Staatl. Regulierung:

CO2-Budget

Keine Handlungsmöglichkeit, da rein betriebswirtschaftliche Kalkulationen darüber entscheiden, ob synthetische Biotreibstoffe hergestellt und auf den Markt gebracht werden

Biokraftstoffe, die mit einem Energie- bzw. CO2-Aufwand belastet sind, der ihre CO2-Einsparung zum großen Teil oder ganz neutralisiert, haben auf dem deutschen Markt keine Chance.

- Deutlich wird auch, dass Umwelt und Klima vor allem dann geholfen ist, wenn nicht eigens in Intensivkulturen angebaute Energiepflanzen Verwendung finden.

Staatl.
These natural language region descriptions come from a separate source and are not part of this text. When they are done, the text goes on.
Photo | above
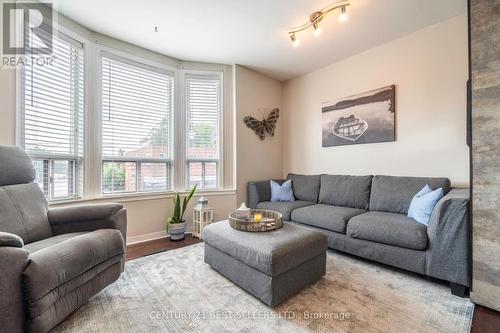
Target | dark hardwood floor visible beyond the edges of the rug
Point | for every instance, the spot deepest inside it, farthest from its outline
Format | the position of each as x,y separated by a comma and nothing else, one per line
484,321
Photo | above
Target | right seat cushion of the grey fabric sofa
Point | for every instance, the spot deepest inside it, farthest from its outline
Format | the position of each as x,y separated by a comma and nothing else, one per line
388,228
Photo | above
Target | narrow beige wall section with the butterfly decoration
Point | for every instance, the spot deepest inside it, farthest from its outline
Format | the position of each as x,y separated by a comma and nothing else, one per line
256,159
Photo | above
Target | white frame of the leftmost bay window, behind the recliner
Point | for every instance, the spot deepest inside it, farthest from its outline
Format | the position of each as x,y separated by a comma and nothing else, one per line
77,160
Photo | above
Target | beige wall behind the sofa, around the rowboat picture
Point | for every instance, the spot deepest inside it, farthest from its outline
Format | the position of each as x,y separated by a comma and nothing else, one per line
429,68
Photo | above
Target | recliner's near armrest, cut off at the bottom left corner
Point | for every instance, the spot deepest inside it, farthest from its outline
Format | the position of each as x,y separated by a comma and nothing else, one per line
13,262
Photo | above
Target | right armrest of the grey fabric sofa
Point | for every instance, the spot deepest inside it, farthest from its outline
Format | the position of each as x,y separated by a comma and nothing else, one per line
448,255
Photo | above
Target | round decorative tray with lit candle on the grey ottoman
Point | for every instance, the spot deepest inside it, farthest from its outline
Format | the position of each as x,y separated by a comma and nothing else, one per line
260,220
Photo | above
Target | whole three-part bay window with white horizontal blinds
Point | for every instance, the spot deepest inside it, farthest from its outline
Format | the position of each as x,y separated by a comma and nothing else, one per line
129,123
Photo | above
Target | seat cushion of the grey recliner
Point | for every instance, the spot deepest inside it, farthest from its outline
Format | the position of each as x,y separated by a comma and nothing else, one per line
72,258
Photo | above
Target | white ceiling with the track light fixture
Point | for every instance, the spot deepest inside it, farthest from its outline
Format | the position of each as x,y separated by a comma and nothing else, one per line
253,33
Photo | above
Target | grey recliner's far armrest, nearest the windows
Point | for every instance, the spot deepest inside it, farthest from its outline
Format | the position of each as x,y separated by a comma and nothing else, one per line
88,218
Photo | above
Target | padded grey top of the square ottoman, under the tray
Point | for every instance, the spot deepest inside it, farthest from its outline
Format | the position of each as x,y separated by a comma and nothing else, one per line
272,253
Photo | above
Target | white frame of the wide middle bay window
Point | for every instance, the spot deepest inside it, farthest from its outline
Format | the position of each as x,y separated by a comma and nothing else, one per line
169,162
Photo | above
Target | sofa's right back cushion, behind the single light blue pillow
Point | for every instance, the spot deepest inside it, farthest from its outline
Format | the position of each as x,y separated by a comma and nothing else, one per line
394,194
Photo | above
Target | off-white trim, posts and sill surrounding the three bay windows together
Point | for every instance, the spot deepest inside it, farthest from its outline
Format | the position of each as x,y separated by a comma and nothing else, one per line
91,160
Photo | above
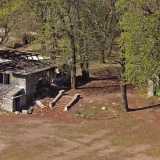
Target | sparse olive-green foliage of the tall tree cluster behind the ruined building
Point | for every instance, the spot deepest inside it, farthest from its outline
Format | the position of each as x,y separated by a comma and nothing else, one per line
91,22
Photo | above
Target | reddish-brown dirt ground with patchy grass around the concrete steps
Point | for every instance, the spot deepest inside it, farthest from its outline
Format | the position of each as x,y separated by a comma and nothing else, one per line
95,134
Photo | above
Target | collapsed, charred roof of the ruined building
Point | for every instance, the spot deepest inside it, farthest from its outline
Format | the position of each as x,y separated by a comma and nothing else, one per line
19,62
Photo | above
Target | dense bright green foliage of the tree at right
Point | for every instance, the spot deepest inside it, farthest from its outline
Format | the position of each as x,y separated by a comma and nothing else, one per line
140,40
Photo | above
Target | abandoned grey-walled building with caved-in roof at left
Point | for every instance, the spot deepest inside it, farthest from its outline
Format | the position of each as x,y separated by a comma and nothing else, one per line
21,76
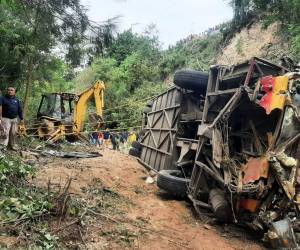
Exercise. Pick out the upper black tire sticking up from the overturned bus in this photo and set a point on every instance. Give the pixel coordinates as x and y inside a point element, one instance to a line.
<point>192,80</point>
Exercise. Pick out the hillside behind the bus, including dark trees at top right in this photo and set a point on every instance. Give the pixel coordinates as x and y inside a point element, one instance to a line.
<point>135,67</point>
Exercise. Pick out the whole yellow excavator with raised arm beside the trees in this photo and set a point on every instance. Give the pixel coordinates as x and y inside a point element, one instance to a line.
<point>62,115</point>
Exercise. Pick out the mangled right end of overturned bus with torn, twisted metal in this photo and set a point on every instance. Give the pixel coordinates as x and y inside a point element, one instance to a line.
<point>255,147</point>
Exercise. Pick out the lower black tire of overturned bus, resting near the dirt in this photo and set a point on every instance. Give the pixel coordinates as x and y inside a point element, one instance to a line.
<point>173,182</point>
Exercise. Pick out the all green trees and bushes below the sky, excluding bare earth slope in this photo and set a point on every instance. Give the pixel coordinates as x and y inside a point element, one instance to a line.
<point>134,66</point>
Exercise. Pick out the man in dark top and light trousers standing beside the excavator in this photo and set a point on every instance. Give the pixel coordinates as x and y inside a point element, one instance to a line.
<point>10,110</point>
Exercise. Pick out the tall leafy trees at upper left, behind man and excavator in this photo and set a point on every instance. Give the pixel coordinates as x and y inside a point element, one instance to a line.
<point>36,34</point>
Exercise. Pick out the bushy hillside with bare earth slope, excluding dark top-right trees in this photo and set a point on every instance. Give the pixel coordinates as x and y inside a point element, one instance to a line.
<point>136,68</point>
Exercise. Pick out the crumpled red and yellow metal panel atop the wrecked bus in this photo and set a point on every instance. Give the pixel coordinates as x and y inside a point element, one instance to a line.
<point>275,88</point>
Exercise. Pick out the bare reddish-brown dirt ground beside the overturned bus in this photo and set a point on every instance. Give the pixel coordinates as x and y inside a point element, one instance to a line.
<point>142,216</point>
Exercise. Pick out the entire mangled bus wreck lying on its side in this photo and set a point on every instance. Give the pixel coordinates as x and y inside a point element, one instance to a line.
<point>229,140</point>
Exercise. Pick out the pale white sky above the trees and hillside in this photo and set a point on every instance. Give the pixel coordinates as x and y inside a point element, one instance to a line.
<point>174,19</point>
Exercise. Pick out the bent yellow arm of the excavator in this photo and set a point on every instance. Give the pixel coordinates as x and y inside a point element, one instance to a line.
<point>81,105</point>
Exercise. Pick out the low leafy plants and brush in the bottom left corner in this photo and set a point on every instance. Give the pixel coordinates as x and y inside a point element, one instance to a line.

Regulierung:

CO2-Budget (Plus)

Gesetz oder Verordnung gegen den Widerstand der Treibstoff-, Kraftwerks- und Automobilindustrie verabschieden, die den Einsatz von Energiepflanzen verbietet oder steuerlich benachteiligt, wenn sie Intensivkulturen angebaut wurden.

Energiepflanzen, die in Intensiv- und Monokulturen angebaut wurden, haben schon allein aufgrund ihrer Stickoxidbelastung1 keine Chance auf dem deutschen Markt.

1
hochwirksames Klimagas, 300 mal so wirksam wie CO2 , wird beim Einsatz von Gülle und Stickstoffdünger freigesetzt

- Bei der Bewertung geht es auch um die Frage, ob die verwendeten Pflanzen(teile) nicht sinnvoller in effizienten Kraftwerken fossile Brennstoffe zur Wärme- und Stromerzeugung ersetzen sollten.

Staatl. Regulierung:

CO2-Budget

Betriebswirtschaftlkiche Entscheidung, keine staatliche Eingriffsmöglicheit

Wenn der Einsatz dieser Pflanzen(teile) in effizienten Kraftwerken zur Wärme- und Stromerzeugung mehr CO2 einspart als ihre Verwendung zur Erzeugung von Biosprit, wird der Markt sie automatisch in die Stromerzeugung lenken

Die wichtigste Erkenntnis aus dieser Gegenüberstellung ist wahrscheinlich die, dass durch eine Veränderung der Randbedingungen (Einführung eines persönlichen CO2-Budgets) eine unübersehbare Zahl von Schadwirkungen und Fehlentwicklungen von vornherein vermieden oder im Keim erstickt würden, die andernfalls durch einen schon heute nicht mehr durchschaubaren Wust von Gesetzen und Verordnungen geregelt werden müssten, wobei damit zu rechnen ist, dass diese Maßnahmen durch den Einfluss von Interessengruppen 1. so weit wie möglich verzögert und 2. abgeschwächt, verwässert und mit Ausnahme- und Sonderregeln durchlöchert und damit zum Teil weitgehend unwirksam gemacht würden.



[1] Die folgenden Textzitate enstammen vorwiegend dem Aufsatz von Torsten Mertz, Biokraftstoffe: Moorleichen im Tank, in: punktum 6/2007

[2] CO2-Budget (Plus) bezieht sich auf eine fortgeschrittene Form der CO2-Anlastung, in der nicht-energetische ökologische und soziale Schadwirkungen mit Äquivalenz-Punkten einbezogen werden.